The Washington Post Thursday is running a reasonable story related to the Russia scandal. Yes, that’s news.
Post White House reporter Abby Philip, who unfortunately will gain nothing from her organization by getting a compliment from a conservative news site like this, wrote a piece that suggests — without denying the possibility that Russia collusion occurred — that inexperience and political urgency may have informed Donald Trump Jr.’s decision to meet on June 9, 2016, with someone with Russian government ties peddling dirt on Hillary Clinton.
Trump Jr., the piece notes, “had no previous political experience,” the campaign was disorganized, and his father had just two days earlier promised to give a speech oozing out a host of slimy details about Bill and Hillary Clinton. The speech was never given.
According to multiple former campaign officials and observers, Trump’s children knew very little about how campaigns were supposed to respond to offers from foreign, adversarial governments.
“I worked on a campaign in 2007 and 2008, and I was the Russia adviser to President Obama and we vetted these kinds of meetings very closely, precisely to avoid even the appearance of something like this,” said Michael McFaul, a former U.S. ambassador to Russia. “That was my experience, that was my job.
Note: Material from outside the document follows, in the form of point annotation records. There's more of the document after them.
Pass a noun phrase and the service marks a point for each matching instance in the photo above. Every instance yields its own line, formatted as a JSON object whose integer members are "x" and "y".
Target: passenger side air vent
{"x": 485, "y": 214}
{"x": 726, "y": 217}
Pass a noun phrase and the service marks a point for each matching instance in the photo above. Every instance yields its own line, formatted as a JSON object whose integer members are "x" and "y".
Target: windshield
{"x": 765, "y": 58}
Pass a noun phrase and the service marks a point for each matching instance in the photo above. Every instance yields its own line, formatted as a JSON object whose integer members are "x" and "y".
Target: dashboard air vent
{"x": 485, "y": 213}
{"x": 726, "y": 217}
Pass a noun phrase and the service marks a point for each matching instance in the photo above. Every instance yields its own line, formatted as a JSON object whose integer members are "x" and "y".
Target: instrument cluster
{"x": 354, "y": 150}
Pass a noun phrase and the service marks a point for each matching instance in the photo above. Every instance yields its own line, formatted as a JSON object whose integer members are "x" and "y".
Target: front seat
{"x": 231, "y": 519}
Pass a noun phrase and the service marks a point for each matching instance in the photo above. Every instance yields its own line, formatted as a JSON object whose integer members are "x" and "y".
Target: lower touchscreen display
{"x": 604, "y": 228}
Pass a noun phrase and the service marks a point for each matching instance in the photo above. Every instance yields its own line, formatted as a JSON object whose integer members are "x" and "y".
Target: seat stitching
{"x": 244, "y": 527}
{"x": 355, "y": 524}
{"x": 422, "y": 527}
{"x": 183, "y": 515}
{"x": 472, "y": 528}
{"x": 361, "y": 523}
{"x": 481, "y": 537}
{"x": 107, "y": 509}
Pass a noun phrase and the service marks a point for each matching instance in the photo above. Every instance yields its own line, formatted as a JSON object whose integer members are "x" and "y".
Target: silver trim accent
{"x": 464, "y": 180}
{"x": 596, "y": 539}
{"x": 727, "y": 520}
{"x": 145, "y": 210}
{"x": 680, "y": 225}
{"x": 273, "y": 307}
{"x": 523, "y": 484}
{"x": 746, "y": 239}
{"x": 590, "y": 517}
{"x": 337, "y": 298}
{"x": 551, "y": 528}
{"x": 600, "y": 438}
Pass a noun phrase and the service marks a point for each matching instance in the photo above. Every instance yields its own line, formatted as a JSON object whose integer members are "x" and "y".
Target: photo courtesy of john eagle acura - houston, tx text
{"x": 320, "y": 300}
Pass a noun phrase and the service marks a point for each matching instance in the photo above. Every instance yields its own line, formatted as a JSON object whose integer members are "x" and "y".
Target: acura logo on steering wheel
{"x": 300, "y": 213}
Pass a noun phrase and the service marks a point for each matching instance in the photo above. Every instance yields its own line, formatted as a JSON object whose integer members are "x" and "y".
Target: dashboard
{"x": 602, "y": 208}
I’m not sure who did this for the Trump campaign, but that was my job.”
On the campaign trail that week and on social media, Trump had begun ramping up his attacks on Clinton, drawing attention to her “missing” emails and promising to unspool a web of corruption during her time as secretary of state.
To former Clinton aides, Trump’s promise of damaging information at the June 7 news conference takes on new meaning in light of the revelations about Trump Jr.’s meeting with Veselnitskaya.
If only the rest of the media could provide such balance to their coverage, maybe they wouldn’t be discrediting themselves, in some cases probably fatally, with conservatives and many independent thinkers who want serious journalism instead of Washington groupthink.